With his market rapidly growing, the 36-year-old Ghanaian born, Vienna-based artist Amoako Boafo will have a solo show at Chicago’s Mariane Ibrahim Gallery. On view from September 10 to October 24, it is titled “I Stand by Me” and will feature recently completed portraits done in the artist’s Expressionism-inspired style.
Included in the showcase will be works such as Buff Titanium Coat (2019), Camoflauge Hat (2020), and Joy Adenike (2019), each of which depicts a young Black creative. For the latest group of large-scale paintings, Boafo uses a photo transfer technique to incorporate textile into his figurative works, marking a new development in the artist’s output.
Boafo first showed with Mariane Ibrahim at the gallery’s booth at Art Basel Miami Beach last year. By the end of the fair, the gallery reported that the full booth, featuring works priced between $15,000 to $45,000, had sold out. Cobalt Cobalt Blue Earring (2019) was purchased by the City of Miami Beach through its Legacy Purchase Program for $44,000. Boafo has only had one other solo show in the U.S., at Los Angeles’s Roberts Projects that same year.
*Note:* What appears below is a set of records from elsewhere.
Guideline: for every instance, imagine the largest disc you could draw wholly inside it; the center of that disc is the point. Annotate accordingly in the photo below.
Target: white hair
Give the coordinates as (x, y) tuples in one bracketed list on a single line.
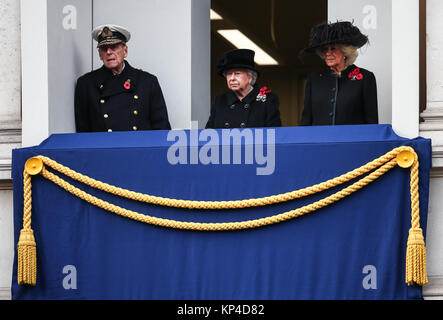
[(350, 54)]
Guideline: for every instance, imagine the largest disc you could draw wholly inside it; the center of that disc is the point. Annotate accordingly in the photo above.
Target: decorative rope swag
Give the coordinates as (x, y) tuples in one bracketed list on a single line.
[(403, 156)]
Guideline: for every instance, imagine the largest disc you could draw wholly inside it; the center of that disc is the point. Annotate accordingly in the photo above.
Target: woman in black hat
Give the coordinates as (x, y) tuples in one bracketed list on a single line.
[(245, 105), (342, 93)]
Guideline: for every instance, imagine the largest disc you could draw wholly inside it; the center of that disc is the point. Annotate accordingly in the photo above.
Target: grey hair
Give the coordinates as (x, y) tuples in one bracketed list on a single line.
[(349, 52)]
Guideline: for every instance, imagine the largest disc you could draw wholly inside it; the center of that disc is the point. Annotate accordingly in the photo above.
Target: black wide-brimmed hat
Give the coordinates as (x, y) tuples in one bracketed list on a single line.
[(239, 58), (340, 32), (110, 34)]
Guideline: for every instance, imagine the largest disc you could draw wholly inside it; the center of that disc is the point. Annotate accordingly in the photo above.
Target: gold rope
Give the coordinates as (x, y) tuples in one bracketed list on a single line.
[(416, 266)]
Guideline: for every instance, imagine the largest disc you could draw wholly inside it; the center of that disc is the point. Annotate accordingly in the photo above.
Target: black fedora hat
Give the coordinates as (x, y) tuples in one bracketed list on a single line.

Already, some works in the show have been sold. One such piece, titled Green Beret (2020), features a male sitter wearing a shirt in foliate print and a green beret. The clothes are reminiscent of ones designed for the artist’s recent collaboration with Dior Homme’s Summer 2021 campaign. The project came about after Dior director Kim Jones met Boafo during the artist’s 2019 residency at the Rubell Collection in Miami, which helped launch him to market fame. Boafo is one of a few select contemporary artists new to the market—among them Tschabalala Self and Cassi Namoda—that have been tapped for collaborations in the fashion sector.
Boafo’s meteoric rise has been amplified by the Dior project and his appearance in high-profile hybrid auctions. Competitive bidding has moved his estimates far past the primary market threshold, with his highest records commanding prices between $300,000 and $900,000. The number of works being traded also continues to rise.
Most recently, a 2017 self-portrait appeared at Sotheby’s July mixed-category “Rembrandt to Richter” auction, where it hit the block alongside a Rembrandt self-portrait. The work came from a European collection and sold for $310,000, three times the low estimate of $104,300, marking the third-highest sale for the artist to date. Meanwhile, in a similar Christie’s sale that same month, Boafo’s oil on paper work Happy Birthday (2019) sold for $122,000, six times the pre-sale low estimate of $20,000.